(trying to love) new year’s eve

I’ve never really liked New Year’s Eve.

It was OK when I was younger. We’d bundle up and head to my friend Emelie’s house where we’d roast marshmallows on the biggest bonfire I’d ever seen. Our parents would swill wine and beer and we’d sneak off into the woods, racing fast, assuming, always, the inevitable boogey-man snatching. We’d take breaks in “the little house,” a cottage near the bonfire that smelled of raw wood and fresh paint.

In our early teens and even as recently as a few years ago we’d sneak over to the house, not really sneaking anymore, but the sensation was the same. We’d chug warm liquor and get high tucked down by the stairs, blowing smoke into starry nights. Give me that — just don’t give me New Year’s Eve.

Last year I kissed a guy who had just minutes before complimented my outfit. I’m very sure that he was gay; our dalliance was brief. The year before I kissed my then-boyfriend, after I snapped at him for flirting with other girls, which he wasn’t doing. He never did.

Oh, and the year before that I chased my sister into Nashville’s streets, yanking, hard, on her arm, trying to keep her from going home with strangers. We all made it back that night — in an unmarked van that the next day, didn’t feel like the taxi our desperate drunk selves had hoped it would be.

Needless to say, legal-drinking age NYE parties have not served me well. The high school ones — in between the little house and Music City — were various editions of Kraig’s garage, where one of my fondest memories is sitting on the bathroom floor with Erica, heating our asses with the only vent we could find. I’m serious, that was a nice time.


And yet, despite my cynicism and my insistence that New Year’s is my least favorite holiday (it’s just a calendar page, after all), I have decided to celebrate with all of the joy I can muster.

Because it’s a beautiful indulgence, isn’t it? To throw confetti in the air because you made it through another year, to swill throat-tingling champagne in honor of a foot in the next door? No, really, it’s not all that bad.

I know that NYE makes some people happy. I know that at one point in my life, the fireworks my dad shot off over our creek thrilled me to the bone. So, I’ve got one New Year’s resolution: enjoy New Year’s Eve.
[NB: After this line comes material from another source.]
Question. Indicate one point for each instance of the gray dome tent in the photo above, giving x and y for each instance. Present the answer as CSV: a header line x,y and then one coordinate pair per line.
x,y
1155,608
I’ve seen peoples’ faces fall when I spit hate-fire at all things New Year’s. They like those photo booths with the mustaches! They live for the ball drop. They want glitter — they need it.

And for one night (and maybe, even for longer than that), they’re right. I can walk, sing, dance, love, and drink my weight in a red blend. Why waste time hating something when you can cheers to it?